Technical Specifications

Everything under the hood, for those who want to know.

System Requirements

Operating System Windows 10/11 (64-bit)
Processor Intel Core i5 or AMD Ryzen 5 (minimum)
Intel Core i7 / AMD Ryzen 7 (recommended)
RAM 8 GB (minimum) · 16 GB (recommended for large models)
Storage 2 GB for application · 10-15 GB for AI models
GPU (for fast transcription) NVIDIA GTX 1060 6GB or better
CUDA 11.8+ supported
Display 1920×1080 minimum · 4K supported
Internet Required for: LLM API calls (Claude/GPT), YouTube upload, model downloads

Note: GPU is optional but strongly recommended.
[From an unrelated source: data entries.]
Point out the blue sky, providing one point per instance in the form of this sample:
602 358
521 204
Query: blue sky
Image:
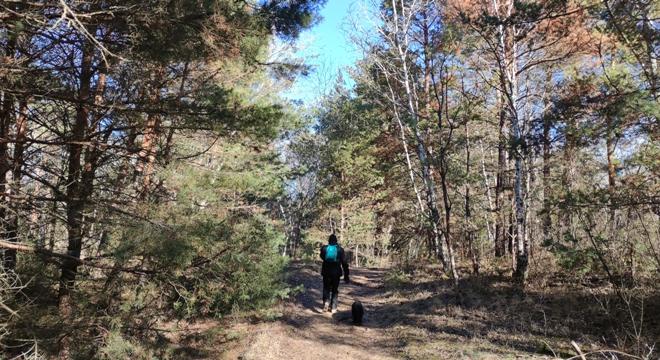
326 48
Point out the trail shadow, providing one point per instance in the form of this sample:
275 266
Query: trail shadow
484 307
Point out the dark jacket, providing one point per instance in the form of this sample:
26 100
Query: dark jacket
334 268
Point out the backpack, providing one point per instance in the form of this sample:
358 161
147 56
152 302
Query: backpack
332 253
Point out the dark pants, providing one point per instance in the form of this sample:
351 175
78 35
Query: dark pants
331 290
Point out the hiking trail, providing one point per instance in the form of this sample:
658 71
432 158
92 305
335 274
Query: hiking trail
393 328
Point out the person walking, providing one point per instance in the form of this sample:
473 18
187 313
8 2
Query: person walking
334 265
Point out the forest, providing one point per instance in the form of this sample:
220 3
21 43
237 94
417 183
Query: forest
492 151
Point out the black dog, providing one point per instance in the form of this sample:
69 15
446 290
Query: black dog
357 312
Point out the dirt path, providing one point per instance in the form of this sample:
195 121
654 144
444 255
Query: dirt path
305 332
421 321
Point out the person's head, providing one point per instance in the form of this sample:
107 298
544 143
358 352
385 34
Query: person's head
332 239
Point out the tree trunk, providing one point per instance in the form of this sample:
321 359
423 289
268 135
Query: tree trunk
78 189
15 188
547 219
469 231
500 222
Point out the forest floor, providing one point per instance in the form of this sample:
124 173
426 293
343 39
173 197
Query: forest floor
405 318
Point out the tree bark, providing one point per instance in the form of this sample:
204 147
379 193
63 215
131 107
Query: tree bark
15 187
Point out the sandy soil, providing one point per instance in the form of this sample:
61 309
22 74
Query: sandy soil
306 332
394 327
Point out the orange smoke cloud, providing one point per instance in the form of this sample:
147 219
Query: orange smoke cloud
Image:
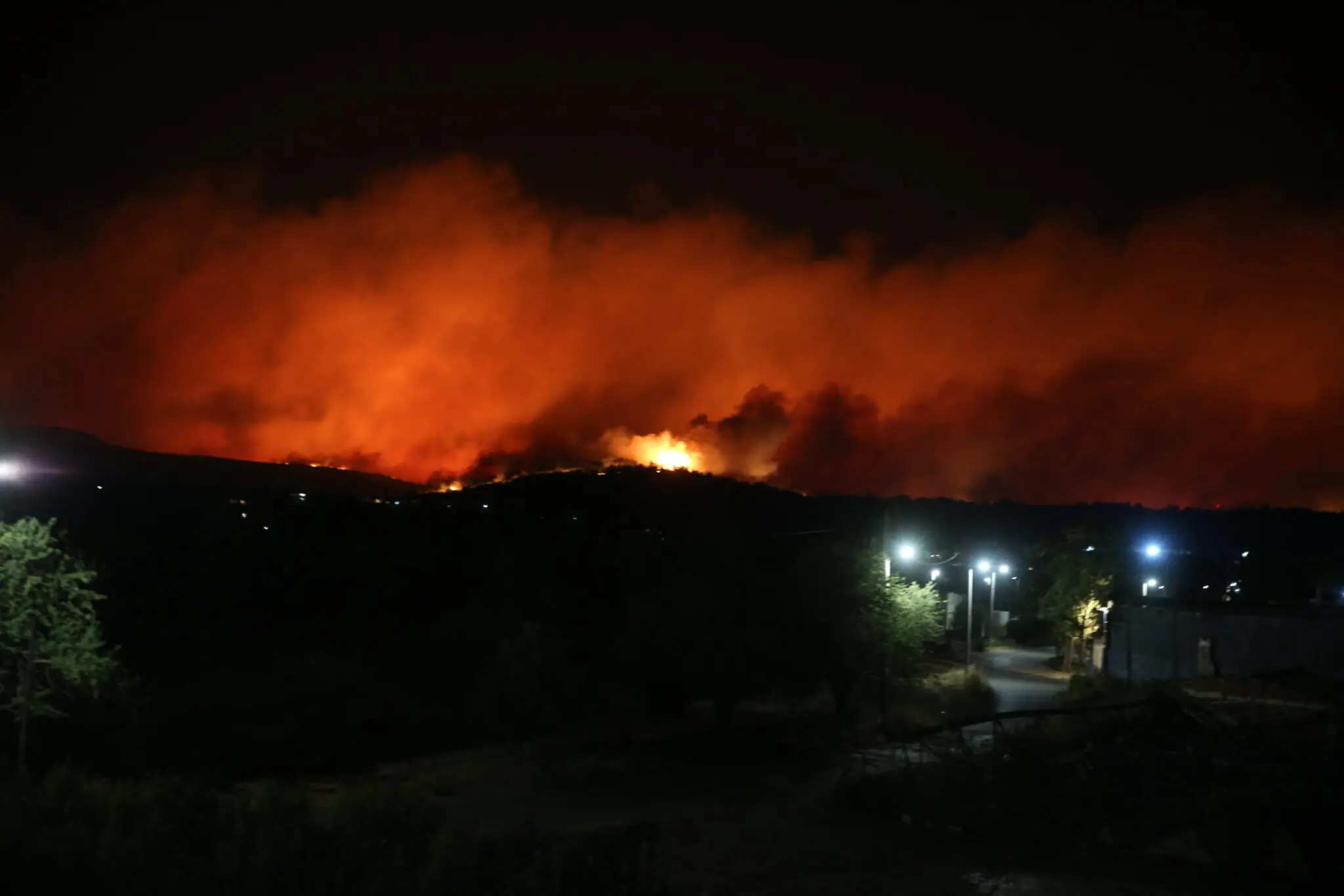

CPU transcription works but is 10-20x slower.

GPU Compatibility

GPU VRAM Max Model Performance
RTX 4090 24 GB large-v3 Excellent
RTX 4080 / 3090 16-24 GB large-v3 Excellent
RTX 4070 / 3080 10-12 GB large-v3-turbo Excellent
RTX 3070 / 4060 8 GB medium / turbo Very Good
RTX 3060 / 2070 6-8 GB medium Good
GTX 1660 / 1060 6 GB small / base Usable
CPU Only Any (slow) Works

Transcription Models (Whisper)

Loki Studio uses OpenAI's Whisper model via the faster-whisper implementation (CTranslate2). Models are downloaded once and run entirely on your machine.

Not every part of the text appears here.